Wordgames

Utilities

Enigmistics.clean_readFunction
clean_read(filename::AbstractString; newline_replace=" ")

Read a text file and return a string containing its contents.

The returned string is cleaned up to work better with the functions of the Enigmistics module. For example: multiple occurrences of newlines, spaces, or tabs get reduced to a single space (newlines information can be preserved by setting a different character in newline_replace).

Examples

julia> readlines("../texts/commedia.txt")[1:9] # simple read
9-element Vector{String}:
 "LA DIVINA COMMEDIA"
 "di Dante Alighieri"
 "INFERNO"
 ""
 ""
 ""
 "Inferno: Canto I"
 ""
 "  Nel mezzo del cammin di nostra vita"

julia> join(readlines(filename), " ")[1:107] # simple read + join
"LA DIVINA COMMEDIA di Dante Alighieri      INFERNO  Inferno: Canto I    Nel mezzo del cammin di nostra vita"

julia> clean_read(filename)[1:98] # clean read
"LA DIVINA COMMEDIA di Dante Alighieri INFERNO Inferno: Canto I Nel mezzo del cammin di nostra vita"

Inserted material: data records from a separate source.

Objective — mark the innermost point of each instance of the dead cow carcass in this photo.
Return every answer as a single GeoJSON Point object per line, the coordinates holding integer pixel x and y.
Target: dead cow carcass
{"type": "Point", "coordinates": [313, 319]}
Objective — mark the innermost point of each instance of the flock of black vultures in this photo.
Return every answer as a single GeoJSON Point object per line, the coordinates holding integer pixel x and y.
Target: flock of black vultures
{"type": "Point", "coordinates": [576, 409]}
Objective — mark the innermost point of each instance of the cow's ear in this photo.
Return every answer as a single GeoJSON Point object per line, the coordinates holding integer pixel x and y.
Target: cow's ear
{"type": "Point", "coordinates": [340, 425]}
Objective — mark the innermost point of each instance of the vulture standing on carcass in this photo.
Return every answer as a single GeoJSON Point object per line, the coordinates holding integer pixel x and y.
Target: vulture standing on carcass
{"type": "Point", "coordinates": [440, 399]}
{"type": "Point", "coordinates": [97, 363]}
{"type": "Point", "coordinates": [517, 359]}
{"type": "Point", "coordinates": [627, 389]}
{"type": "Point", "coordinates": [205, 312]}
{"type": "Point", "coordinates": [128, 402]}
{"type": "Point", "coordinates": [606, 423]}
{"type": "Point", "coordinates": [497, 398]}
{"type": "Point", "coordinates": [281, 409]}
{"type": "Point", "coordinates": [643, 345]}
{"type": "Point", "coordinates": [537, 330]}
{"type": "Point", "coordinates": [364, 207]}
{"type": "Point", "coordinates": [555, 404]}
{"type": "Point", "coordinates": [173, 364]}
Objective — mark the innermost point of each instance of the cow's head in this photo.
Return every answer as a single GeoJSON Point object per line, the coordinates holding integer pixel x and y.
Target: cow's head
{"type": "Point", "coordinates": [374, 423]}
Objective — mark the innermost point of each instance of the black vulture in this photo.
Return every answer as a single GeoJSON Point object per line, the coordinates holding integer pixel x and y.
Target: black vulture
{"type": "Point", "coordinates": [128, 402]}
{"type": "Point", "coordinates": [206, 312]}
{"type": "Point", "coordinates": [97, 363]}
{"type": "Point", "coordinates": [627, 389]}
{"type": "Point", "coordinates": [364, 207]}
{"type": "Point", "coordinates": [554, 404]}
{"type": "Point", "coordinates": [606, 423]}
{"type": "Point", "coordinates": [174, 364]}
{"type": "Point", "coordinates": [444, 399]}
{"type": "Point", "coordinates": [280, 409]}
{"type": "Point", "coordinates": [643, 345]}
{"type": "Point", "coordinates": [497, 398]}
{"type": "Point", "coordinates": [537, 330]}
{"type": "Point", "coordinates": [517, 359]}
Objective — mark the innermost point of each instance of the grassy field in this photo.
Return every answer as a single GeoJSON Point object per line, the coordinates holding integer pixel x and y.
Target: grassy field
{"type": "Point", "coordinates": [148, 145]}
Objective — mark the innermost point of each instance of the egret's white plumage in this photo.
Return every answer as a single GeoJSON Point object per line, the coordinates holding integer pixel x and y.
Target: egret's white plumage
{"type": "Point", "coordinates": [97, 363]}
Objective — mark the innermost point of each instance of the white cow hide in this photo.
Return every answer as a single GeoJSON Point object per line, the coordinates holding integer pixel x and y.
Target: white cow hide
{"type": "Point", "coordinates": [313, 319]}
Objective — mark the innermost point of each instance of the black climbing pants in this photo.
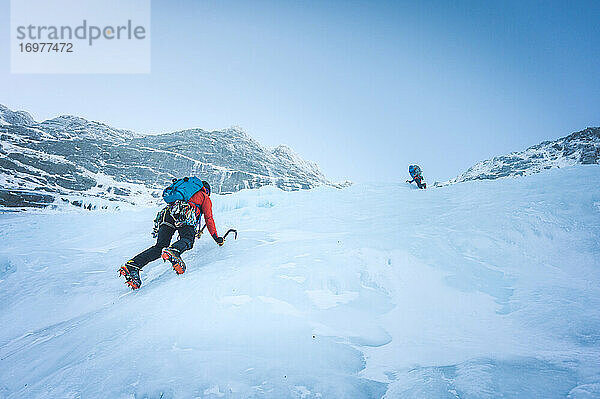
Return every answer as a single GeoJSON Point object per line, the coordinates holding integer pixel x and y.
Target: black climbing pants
{"type": "Point", "coordinates": [187, 234]}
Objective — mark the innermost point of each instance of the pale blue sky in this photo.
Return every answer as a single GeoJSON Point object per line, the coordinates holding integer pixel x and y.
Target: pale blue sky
{"type": "Point", "coordinates": [362, 88]}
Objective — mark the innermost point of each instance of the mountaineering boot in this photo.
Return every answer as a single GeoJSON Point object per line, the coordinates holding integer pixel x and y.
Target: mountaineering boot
{"type": "Point", "coordinates": [172, 255]}
{"type": "Point", "coordinates": [132, 275]}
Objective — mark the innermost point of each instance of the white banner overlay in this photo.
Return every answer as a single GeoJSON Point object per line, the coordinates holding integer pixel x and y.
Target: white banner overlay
{"type": "Point", "coordinates": [80, 36]}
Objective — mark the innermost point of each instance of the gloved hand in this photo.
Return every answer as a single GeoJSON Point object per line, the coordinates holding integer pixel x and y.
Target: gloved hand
{"type": "Point", "coordinates": [218, 240]}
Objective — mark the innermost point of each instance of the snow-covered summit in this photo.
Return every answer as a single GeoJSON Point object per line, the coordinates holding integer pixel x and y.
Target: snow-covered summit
{"type": "Point", "coordinates": [69, 159]}
{"type": "Point", "coordinates": [9, 117]}
{"type": "Point", "coordinates": [581, 147]}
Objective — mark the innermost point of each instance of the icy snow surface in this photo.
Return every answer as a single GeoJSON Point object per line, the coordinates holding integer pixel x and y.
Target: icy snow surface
{"type": "Point", "coordinates": [485, 289]}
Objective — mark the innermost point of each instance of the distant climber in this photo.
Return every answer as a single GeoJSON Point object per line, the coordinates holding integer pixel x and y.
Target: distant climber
{"type": "Point", "coordinates": [187, 200]}
{"type": "Point", "coordinates": [417, 176]}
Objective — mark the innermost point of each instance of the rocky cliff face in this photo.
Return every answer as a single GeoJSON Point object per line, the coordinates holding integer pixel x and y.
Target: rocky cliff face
{"type": "Point", "coordinates": [72, 160]}
{"type": "Point", "coordinates": [578, 148]}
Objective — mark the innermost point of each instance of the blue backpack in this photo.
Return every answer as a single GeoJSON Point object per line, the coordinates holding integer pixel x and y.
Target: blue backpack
{"type": "Point", "coordinates": [182, 189]}
{"type": "Point", "coordinates": [414, 171]}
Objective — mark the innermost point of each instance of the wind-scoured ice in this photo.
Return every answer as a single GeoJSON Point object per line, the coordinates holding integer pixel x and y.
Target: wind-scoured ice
{"type": "Point", "coordinates": [478, 290]}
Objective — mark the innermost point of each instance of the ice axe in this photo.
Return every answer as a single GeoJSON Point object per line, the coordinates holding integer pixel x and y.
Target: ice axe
{"type": "Point", "coordinates": [234, 231]}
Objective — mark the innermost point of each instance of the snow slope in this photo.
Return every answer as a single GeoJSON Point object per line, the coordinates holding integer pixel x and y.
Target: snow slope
{"type": "Point", "coordinates": [485, 289]}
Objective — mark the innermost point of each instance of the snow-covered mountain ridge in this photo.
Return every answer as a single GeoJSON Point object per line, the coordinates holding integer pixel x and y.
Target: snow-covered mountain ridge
{"type": "Point", "coordinates": [581, 147]}
{"type": "Point", "coordinates": [479, 290]}
{"type": "Point", "coordinates": [70, 160]}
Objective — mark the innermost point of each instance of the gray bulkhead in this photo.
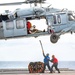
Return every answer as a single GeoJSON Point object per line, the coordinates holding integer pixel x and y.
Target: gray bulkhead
{"type": "Point", "coordinates": [58, 22]}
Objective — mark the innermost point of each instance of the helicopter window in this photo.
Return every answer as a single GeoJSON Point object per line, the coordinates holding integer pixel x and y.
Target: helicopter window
{"type": "Point", "coordinates": [9, 25]}
{"type": "Point", "coordinates": [20, 24]}
{"type": "Point", "coordinates": [59, 19]}
{"type": "Point", "coordinates": [54, 19]}
{"type": "Point", "coordinates": [71, 17]}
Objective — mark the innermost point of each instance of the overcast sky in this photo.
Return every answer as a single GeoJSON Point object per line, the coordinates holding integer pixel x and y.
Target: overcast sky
{"type": "Point", "coordinates": [29, 49]}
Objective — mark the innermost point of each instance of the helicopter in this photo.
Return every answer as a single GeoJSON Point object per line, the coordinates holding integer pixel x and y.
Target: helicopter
{"type": "Point", "coordinates": [13, 25]}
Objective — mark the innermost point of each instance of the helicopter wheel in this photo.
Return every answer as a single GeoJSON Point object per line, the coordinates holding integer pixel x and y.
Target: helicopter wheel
{"type": "Point", "coordinates": [54, 38]}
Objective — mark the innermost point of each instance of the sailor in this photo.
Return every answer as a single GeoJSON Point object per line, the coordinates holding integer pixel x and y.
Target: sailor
{"type": "Point", "coordinates": [29, 25]}
{"type": "Point", "coordinates": [46, 61]}
{"type": "Point", "coordinates": [54, 60]}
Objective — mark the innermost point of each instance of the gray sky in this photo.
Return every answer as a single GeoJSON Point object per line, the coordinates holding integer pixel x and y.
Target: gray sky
{"type": "Point", "coordinates": [29, 49]}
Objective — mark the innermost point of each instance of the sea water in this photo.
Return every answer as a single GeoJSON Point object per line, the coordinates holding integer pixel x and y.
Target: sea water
{"type": "Point", "coordinates": [24, 64]}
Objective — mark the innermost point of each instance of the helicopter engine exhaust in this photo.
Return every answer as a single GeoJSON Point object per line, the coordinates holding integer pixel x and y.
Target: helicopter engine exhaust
{"type": "Point", "coordinates": [54, 38]}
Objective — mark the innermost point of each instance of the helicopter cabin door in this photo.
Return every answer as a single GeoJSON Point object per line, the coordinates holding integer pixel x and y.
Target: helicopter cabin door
{"type": "Point", "coordinates": [8, 28]}
{"type": "Point", "coordinates": [20, 28]}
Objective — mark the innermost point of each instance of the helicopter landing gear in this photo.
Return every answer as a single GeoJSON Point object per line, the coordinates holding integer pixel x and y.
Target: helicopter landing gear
{"type": "Point", "coordinates": [54, 38]}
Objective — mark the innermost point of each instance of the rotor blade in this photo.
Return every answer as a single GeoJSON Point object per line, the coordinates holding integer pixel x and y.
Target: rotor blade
{"type": "Point", "coordinates": [14, 3]}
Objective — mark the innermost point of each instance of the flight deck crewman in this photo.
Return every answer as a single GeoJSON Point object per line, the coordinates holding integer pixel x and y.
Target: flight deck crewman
{"type": "Point", "coordinates": [54, 60]}
{"type": "Point", "coordinates": [46, 61]}
{"type": "Point", "coordinates": [29, 25]}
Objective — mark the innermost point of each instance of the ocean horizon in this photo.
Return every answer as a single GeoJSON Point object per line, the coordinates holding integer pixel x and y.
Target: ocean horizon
{"type": "Point", "coordinates": [24, 64]}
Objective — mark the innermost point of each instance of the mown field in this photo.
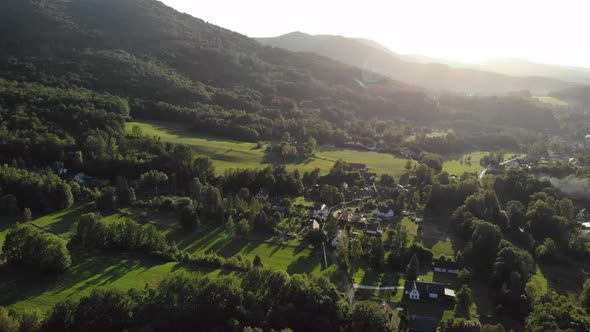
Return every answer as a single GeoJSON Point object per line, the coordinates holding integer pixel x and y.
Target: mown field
{"type": "Point", "coordinates": [23, 289]}
{"type": "Point", "coordinates": [458, 164]}
{"type": "Point", "coordinates": [227, 154]}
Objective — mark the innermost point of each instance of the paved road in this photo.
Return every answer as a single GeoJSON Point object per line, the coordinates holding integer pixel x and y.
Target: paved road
{"type": "Point", "coordinates": [357, 286]}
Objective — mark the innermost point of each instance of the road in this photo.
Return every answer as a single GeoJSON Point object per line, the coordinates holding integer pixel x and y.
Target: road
{"type": "Point", "coordinates": [357, 286]}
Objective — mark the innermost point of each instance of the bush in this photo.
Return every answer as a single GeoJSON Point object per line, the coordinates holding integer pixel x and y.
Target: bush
{"type": "Point", "coordinates": [27, 246]}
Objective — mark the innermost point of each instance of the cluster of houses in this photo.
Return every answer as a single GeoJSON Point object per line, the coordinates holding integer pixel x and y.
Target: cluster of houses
{"type": "Point", "coordinates": [419, 291]}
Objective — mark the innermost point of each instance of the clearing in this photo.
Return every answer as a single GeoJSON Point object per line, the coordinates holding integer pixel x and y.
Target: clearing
{"type": "Point", "coordinates": [228, 154]}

julia> clean_read(filename, newline_replace="/")[1:104] # clean read + newline replacement
"LA DIVINA COMMEDIA di Dante Alighieri / INFERNO / Inferno: Canto I / Nel mezzo del cammin di nostra vita"
source
Enigmistics.clean_textFunction
clean_text(s::AbstractString; newline_replace=" ")

Take a string and return a cleaned up version of it.

This allows to work better with the functions of the Enigmistics module. For example: multiple occurrences of newlines, spaces, or tabs get reduced to a single space (newlines information can be preserved by setting a different character in newline_replace).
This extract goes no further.